Wednesday 12 April 2017 15:19, UK
Following the over the Borussia Dortmund team bus explosions, Sky News looks back at other sporting events across the globe that were targeted by terrorists.
At the 1972 Summer Olympics in Munich, the Palestinian terrorist group Black September storms the Olympic Village where the Israeli team is housed.
After a stand-off of several hours and a failed rescue attempt by German forces, 11 athletes and one German police officer are killed.
A pipe bombing rocks the Centennial Olympic Park, the town square at the Olympic Games.
The bag containing the bombs is spotted by a security guard, Richard Jewell, who alerts police and starts clearing the area.
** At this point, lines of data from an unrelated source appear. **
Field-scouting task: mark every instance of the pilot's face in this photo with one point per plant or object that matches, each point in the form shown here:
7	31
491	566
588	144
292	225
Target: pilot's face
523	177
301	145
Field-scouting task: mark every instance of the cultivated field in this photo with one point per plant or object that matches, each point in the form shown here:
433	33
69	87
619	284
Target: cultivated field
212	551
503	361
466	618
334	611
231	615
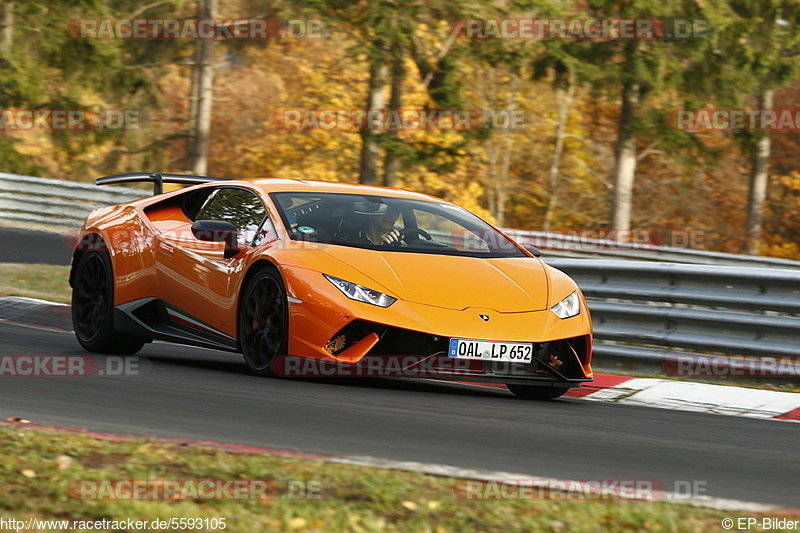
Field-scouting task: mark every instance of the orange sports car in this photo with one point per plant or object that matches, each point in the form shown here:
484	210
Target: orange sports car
315	278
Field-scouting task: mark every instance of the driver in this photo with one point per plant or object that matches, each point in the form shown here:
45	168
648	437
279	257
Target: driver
381	230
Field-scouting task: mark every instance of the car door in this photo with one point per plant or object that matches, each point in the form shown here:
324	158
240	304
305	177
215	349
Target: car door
196	280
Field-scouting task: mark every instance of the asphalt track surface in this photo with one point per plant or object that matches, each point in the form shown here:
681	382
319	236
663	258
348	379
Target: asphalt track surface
197	393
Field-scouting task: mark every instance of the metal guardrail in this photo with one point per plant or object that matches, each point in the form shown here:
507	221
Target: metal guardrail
59	203
646	312
566	246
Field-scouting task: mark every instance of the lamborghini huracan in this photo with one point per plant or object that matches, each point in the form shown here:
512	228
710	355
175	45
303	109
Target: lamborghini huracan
330	273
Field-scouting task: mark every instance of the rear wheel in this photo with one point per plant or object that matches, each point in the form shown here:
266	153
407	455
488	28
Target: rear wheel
93	307
263	321
536	392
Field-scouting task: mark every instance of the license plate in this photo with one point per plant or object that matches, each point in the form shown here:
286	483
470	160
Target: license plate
510	352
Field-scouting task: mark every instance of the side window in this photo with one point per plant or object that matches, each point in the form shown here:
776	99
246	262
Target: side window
240	207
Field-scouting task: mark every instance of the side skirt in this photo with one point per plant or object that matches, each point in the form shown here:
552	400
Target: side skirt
153	318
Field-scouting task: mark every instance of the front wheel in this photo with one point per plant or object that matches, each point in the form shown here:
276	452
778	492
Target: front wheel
93	307
263	322
535	392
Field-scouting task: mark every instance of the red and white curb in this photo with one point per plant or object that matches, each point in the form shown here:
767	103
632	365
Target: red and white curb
432	469
687	396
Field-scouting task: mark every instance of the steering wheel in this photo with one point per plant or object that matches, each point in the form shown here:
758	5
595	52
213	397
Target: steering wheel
407	233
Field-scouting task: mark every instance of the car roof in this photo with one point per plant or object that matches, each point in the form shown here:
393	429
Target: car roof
269	185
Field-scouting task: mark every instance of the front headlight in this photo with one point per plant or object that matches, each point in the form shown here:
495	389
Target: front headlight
361	294
568	307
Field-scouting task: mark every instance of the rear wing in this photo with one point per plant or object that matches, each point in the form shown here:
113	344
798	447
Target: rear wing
158	179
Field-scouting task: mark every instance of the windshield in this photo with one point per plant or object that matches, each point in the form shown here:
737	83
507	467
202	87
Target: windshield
392	224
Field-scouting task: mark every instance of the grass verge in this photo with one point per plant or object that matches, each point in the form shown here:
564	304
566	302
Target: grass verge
39	469
47	282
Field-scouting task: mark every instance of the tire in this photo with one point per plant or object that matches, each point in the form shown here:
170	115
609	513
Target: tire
93	307
536	392
263	321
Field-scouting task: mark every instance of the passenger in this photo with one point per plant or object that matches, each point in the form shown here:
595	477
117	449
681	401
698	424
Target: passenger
381	230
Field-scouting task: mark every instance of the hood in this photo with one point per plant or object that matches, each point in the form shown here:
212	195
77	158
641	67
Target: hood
506	285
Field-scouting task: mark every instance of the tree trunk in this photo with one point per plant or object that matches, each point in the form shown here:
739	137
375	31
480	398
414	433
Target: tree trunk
759	174
625	159
8	29
390	162
564	104
202	94
376	100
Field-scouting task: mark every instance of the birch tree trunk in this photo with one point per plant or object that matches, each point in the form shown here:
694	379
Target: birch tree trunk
390	162
376	100
564	104
8	29
759	174
202	94
625	160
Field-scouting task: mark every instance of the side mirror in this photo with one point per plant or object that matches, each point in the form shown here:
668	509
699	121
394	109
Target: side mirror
218	231
532	249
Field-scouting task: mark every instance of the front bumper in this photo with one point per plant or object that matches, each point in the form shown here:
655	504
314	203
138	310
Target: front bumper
326	326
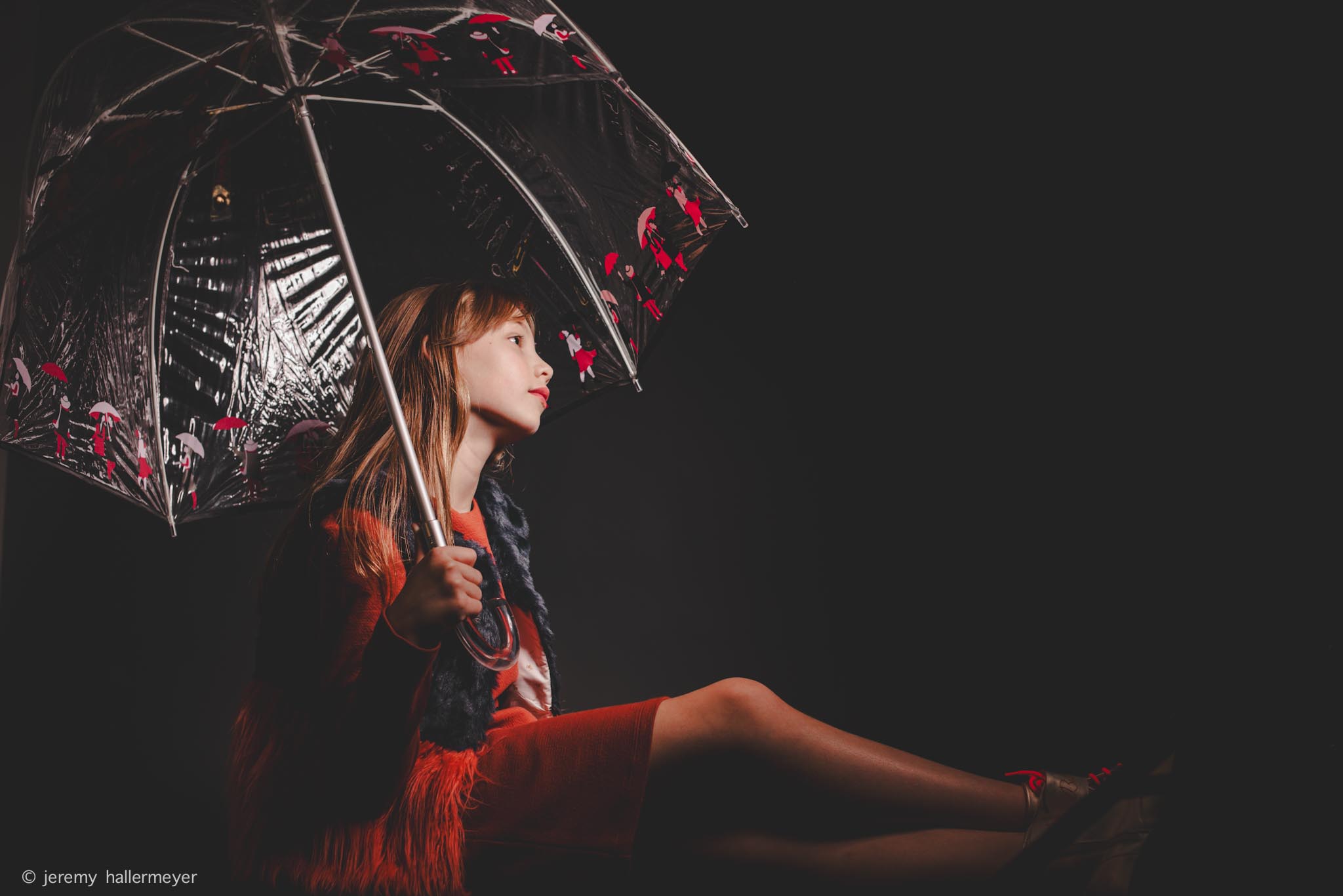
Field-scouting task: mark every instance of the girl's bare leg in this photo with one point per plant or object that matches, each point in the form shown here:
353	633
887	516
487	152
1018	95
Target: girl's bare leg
735	756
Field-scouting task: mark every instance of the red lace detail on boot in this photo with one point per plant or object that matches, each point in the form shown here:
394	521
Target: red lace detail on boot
1036	779
1034	782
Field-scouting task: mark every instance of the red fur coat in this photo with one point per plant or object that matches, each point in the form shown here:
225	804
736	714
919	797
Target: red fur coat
331	785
The bag explodes minutes later, killing a woman, while another person dies of a heart attack. Dozens are injured.
The perpetrator is white supremacist Eric Rudolph, who says he wanted to stop the Olympics.
The Grand National is suspended after two coded bomb warnings are received from the IRA.
The threat - one of many amid the 1997 election campaign - forces the evacuation of some 60,000 people from Aintree, stranding many for hours.
The race is eventually held two days later.
A bus carrying the Sri Lankan national cricket team - on their way to play Pakistan - is attacked by a dozen gunmen.
Six members of the team are injured; six members of the Pakistani police escorting the bus are killed, along with two civilians.
The attack is believed to have been carried out by Lashkar-e-Jhangvi, a Sunni militant group active in Pakistan.
Two bombs created with pressure cookers are detonated near the finish line of the Boston Marathon, killing three people and injuring dozens more.
Two Chechen-American brothers, Dzhokhar Tsarnaev and Tamerlan Tsarnaev, are identified as the terrorists.
As the brothers seek to escape a police manhunt, they kill an MIT officer and exchange fire with police.
Tamerlan is killed; Dzhokhar is captured, tried, convicted and sentenced to death.
Three suicide bombers blow themselves up outside the Stade de France in Saint-Denis, Paris, where France and Germany are playing a friendly.
President Francois Hollande, in the stadium for the match, is escorted to safety.
The attack kicks off a night of terror in the French capital that saw gunmen open fire on restaurants across the city and at the Bataclan nightclub, killing 130 people.
The attack is claimed by Islamic State.